For a drought-prone country, it is quite surprising how few Australians really understand them. Most believe it is a simple equation: rainfall goes down and the temperature rises, leading to more evaporation and an increasingly parched landscape.
But the truth is much more interesting and complex, and the idea that increased evaporation is responsible for common droughts is completely wrong. In fact the issue of how droughts develop is a bit of a chicken-and-egg situation.
The first part of the general idea about drought – that it is kicked off by a decline in rainfall – is correct. But it is the cascading set of changes that occur after this that are often misunderstood.
Why evaporation declines
In a dry region like the Australian wheatbelt, a decline in rainfall also means a decline in evaporation, not an increase as many people suppose.
When we talk about a decline in evaporation in this context, we are talking about evaporation over large regions like wheat fields, sheep paddocks, woodlands, grasslands and so on, not just the evaporation from a small farm dam.
When rainfall declines, the availability of water to be evaporated in the soil also declines. Quite simply, if there is little water in the soil then evaporation can’t increase.
So less rainfall means less evaporation, which in turn means less evaporative cooling of the land and the air immediately above it. To appreciate how evaporative cooling works, think about the principle behind the Coolgardie Safe or those old-school hessian water bags that have made a recent comeback in some hipster shops. Or if you prefer, think about how much cooler a lawn is than a concrete driveway on a hot sunny day – that’s because the lawn is cooled by evaporation.
In a drought, then, the relative lack of evaporative cooling means the land surface and the air just above it tend to get warmer still.
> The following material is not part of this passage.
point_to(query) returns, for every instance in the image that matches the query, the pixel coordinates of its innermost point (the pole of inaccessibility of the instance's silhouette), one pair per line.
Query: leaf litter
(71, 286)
Scientists call this a land-surface feedback. But that is just one part of the cascade that increases temperatures.
Where there is less rain, there are also typically fewer clouds and more sunshine. Extra sunshine means extra heat and this has to go somewhere. In normal circumstances, it would go towards evaporation from plants and soil. But with little available water it heats the surface of the land, which makes it even warmer again.
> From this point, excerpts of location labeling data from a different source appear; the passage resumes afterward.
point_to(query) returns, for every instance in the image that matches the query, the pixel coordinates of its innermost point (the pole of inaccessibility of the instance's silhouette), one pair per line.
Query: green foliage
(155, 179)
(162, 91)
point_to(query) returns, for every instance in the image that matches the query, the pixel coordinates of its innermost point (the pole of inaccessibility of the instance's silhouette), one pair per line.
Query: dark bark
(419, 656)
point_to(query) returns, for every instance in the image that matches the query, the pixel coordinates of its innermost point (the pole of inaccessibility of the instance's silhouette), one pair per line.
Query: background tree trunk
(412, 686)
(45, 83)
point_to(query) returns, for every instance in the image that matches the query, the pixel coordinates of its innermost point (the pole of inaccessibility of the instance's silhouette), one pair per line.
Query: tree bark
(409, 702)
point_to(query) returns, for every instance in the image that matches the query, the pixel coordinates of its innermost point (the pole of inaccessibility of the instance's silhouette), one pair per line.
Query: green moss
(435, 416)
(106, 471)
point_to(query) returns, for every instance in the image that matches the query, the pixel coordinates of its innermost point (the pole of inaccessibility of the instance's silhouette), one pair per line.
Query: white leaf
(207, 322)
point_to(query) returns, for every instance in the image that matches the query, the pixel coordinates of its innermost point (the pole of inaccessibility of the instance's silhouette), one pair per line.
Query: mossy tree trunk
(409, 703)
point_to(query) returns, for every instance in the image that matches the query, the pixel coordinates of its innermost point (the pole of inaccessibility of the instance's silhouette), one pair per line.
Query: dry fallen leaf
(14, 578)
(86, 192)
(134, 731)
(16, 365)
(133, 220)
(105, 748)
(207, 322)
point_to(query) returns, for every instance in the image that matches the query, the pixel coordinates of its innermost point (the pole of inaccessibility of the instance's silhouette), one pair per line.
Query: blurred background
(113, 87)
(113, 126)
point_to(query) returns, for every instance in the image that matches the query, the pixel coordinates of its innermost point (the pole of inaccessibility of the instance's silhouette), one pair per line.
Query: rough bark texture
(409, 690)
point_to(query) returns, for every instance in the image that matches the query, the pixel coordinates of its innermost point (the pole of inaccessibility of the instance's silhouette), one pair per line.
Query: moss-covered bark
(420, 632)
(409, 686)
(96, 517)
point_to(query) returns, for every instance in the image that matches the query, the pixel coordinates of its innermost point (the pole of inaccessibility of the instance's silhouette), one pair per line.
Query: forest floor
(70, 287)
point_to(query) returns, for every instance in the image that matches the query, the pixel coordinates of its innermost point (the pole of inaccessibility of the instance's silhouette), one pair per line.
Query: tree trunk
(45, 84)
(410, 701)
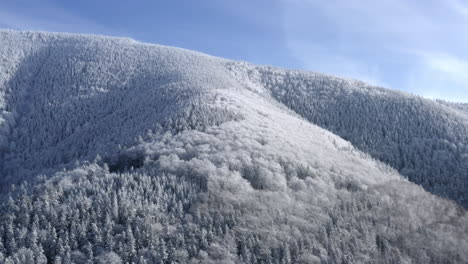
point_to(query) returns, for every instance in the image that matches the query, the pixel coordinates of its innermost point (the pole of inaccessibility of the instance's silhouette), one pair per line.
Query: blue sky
(418, 46)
With everything pushing the temperature in the same direction, the net effect is even warmer daytime temperatures. So the lack of rainfall drives the temperatures up, not the other way around.
Drought in wetter regions – the same but different
Droughts in wetter regions such as the heavily forested parts of the Snowy Mountains region can also start with a decline in rainfall, much like in drier places, but there the similarity ends.
In the wetter regions, evaporation does not necessarily decline with the rainfall, because there is still plenty of water around to evaporate. Instead, the decline in rainfall can eventually become a driver of a different kind of drought.
In wetter regions, water that isn’t evaporated flows into streams and rivers. You can even think of streams as the “surplus” water left over after evaporation.
The first sign of drought in these regions is not necessarily warming but is instead a decline in stream flows.
Scientists call a relative decline in rainfall a meteorological drought, whereas a relative decline in stream flow signals a hydrologic drought. The two usually, but not always, go together.
A third type of drought
Agricultural drought is the third type of widely recognised drought. This is a much more complex beast.
Papua New Guinea’s frost-driven drought was recently declared the country’s worst in 20 years. AAP Image/CARE Australia
It includes both natural factors, like insufficient rainfall and soil moisture to support agricultural production but there are a range of socioeconomic factors like commodity prices, debt levels, and so on, that are also important. Drought is complex – just ask any farmer!
Even the natural science part of agricultural drought can be complex. For example, Papua New Guinea’s current, worsening drought has led to devastating crop losses and unconfirmed reports of dozens of deaths from starvation and disease.
But the PNG crop losses have been caused by frost, rather than directly by water shortage. There, a lack of cloud during meteorological drought has meant that the land surface has lost heat rapidly overnight, leaving the crops to freeze.
The large but short-term increases in temperature caused by a relative lack of water and lack of evaporative cooling during a drought are very different from the slower long-term increase in temperature that has occurred over the past century.
Understanding how those long-term temperature trends interact with drought remains a work in progress. But in the meantime, if drought begins to bite this summer, at least you’ll understand what’s going on.